Биргитта рассмеялась.
– Мне нравится тебя слушать, Харри. У тебя так блестят глаза, как будто ты переживаешь все снова. Хотелось бы тебе вернуться в прошлое?
– К Кристине? – Харри задумался. – Я хотел бы вернуться в то время, когда мы были вместе. Но Кристина… Люди меняются. Иногда хочешь вернуться к человеку, которого больше нет. В конце концов ты и сам меняешься. Время проходит безвозвратно. Больше ты его не проживешь. Печально, но факт.
– Как первая любовь? – тихо спросила Биргитта.
– Как… первая любовь, – сказал Харри и погладил ее по щеке. Потом снова вздохнул: – Биргитта, я хотел тебя кое о чем попросить. Об одной услуге.
От музыки можно было оглохнуть. Харри напрягал слух, чтобы понять, что говорит ему Тедди. У того был новый гвоздь программы – девятнадцатилетняя Мелисса, от которой все просто балдеют.
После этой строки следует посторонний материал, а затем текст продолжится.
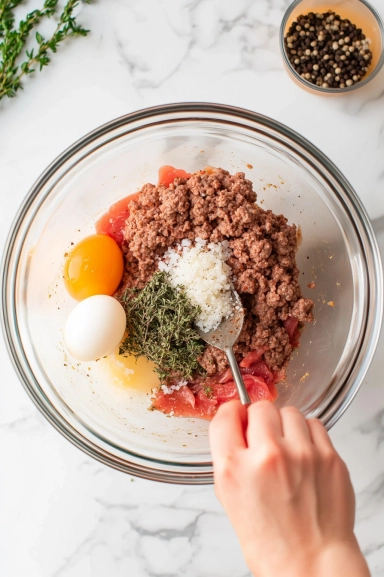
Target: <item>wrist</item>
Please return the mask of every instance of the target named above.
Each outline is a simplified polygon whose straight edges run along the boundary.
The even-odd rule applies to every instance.
[[[349,542],[327,546],[316,560],[315,577],[370,577],[367,562],[355,536]],[[316,571],[315,570],[315,571]]]
[[[356,539],[325,545],[319,551],[302,555],[292,552],[284,560],[271,560],[268,568],[249,564],[254,577],[370,577],[368,565]]]

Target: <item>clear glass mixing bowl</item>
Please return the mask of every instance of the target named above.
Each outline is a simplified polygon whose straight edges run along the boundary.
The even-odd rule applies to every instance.
[[[355,192],[310,142],[269,118],[213,104],[129,114],[88,134],[42,174],[12,226],[2,266],[3,328],[18,375],[41,412],[76,446],[133,475],[212,482],[208,423],[150,412],[143,393],[109,382],[97,362],[68,363],[63,326],[74,301],[64,253],[112,203],[171,164],[244,171],[264,208],[301,227],[301,285],[315,301],[279,406],[331,427],[360,387],[382,318],[374,234]],[[308,288],[308,284],[315,288]]]

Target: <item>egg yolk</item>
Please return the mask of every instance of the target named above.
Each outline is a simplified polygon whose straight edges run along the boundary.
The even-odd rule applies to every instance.
[[[123,255],[105,234],[93,234],[73,247],[64,265],[65,286],[74,299],[112,296],[123,276]]]

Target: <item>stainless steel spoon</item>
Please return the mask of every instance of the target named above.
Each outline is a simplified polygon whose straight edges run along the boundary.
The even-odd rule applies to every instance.
[[[239,365],[237,364],[236,357],[232,348],[241,332],[241,329],[243,328],[244,309],[243,305],[241,304],[240,297],[236,291],[232,291],[232,296],[236,303],[233,315],[229,319],[221,321],[219,326],[212,331],[205,333],[197,327],[197,332],[203,341],[225,352],[231,367],[233,378],[236,383],[240,401],[243,405],[250,405],[251,400],[249,398],[248,391],[245,387],[243,377],[241,376]]]

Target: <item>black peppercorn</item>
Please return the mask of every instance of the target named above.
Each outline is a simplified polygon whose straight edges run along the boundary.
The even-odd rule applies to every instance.
[[[370,40],[335,12],[300,15],[284,38],[288,59],[308,82],[345,88],[360,82],[372,62]]]

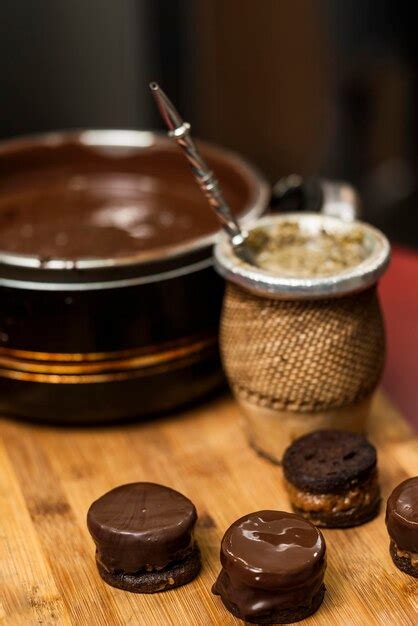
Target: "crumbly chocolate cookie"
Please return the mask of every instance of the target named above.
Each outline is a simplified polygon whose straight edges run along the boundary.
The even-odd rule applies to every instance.
[[[181,587],[196,578],[202,566],[197,546],[183,561],[172,563],[159,571],[125,574],[121,571],[109,572],[98,560],[96,564],[100,576],[108,585],[133,593],[157,593]]]
[[[199,573],[193,503],[154,483],[131,483],[93,502],[87,525],[100,576],[113,587],[155,593],[184,585]]]
[[[379,512],[376,449],[362,435],[318,430],[300,437],[284,454],[283,473],[294,511],[317,526],[357,526]]]

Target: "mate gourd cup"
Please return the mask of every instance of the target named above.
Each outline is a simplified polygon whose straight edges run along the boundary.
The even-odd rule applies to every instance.
[[[240,261],[226,237],[215,264],[227,279],[221,354],[251,444],[280,462],[295,438],[318,428],[364,431],[385,356],[376,290],[390,256],[362,222],[318,213],[269,215],[247,227],[296,222],[310,233],[363,232],[364,261],[330,276],[273,274]]]

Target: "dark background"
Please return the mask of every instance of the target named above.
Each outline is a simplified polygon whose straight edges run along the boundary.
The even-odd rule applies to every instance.
[[[418,246],[413,3],[3,0],[0,136],[149,128],[158,80],[196,135],[273,182],[345,178],[365,216]]]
Харри признал, что Тедди не преувеличивает.
– Слухи. Вот что главное, – говорил Тедди. – Сколько ни рекламируй и ни торгуй, в итоге единственный твой товар – это слухи.
И слухи сделали свое дело: впервые за долгое время клуб был почти полон. После того как Мелисса показала номер «ковбой и лассо», мужчины встали на стулья и даже женщины громко аплодировали.
– Гляди, – сказал Тедди. – Не так важно, что это новый номер. У нас, знаешь ли, его исполнит десяток девиц, только кому они нужны? Здесь все иначе: невинность и сопереживание.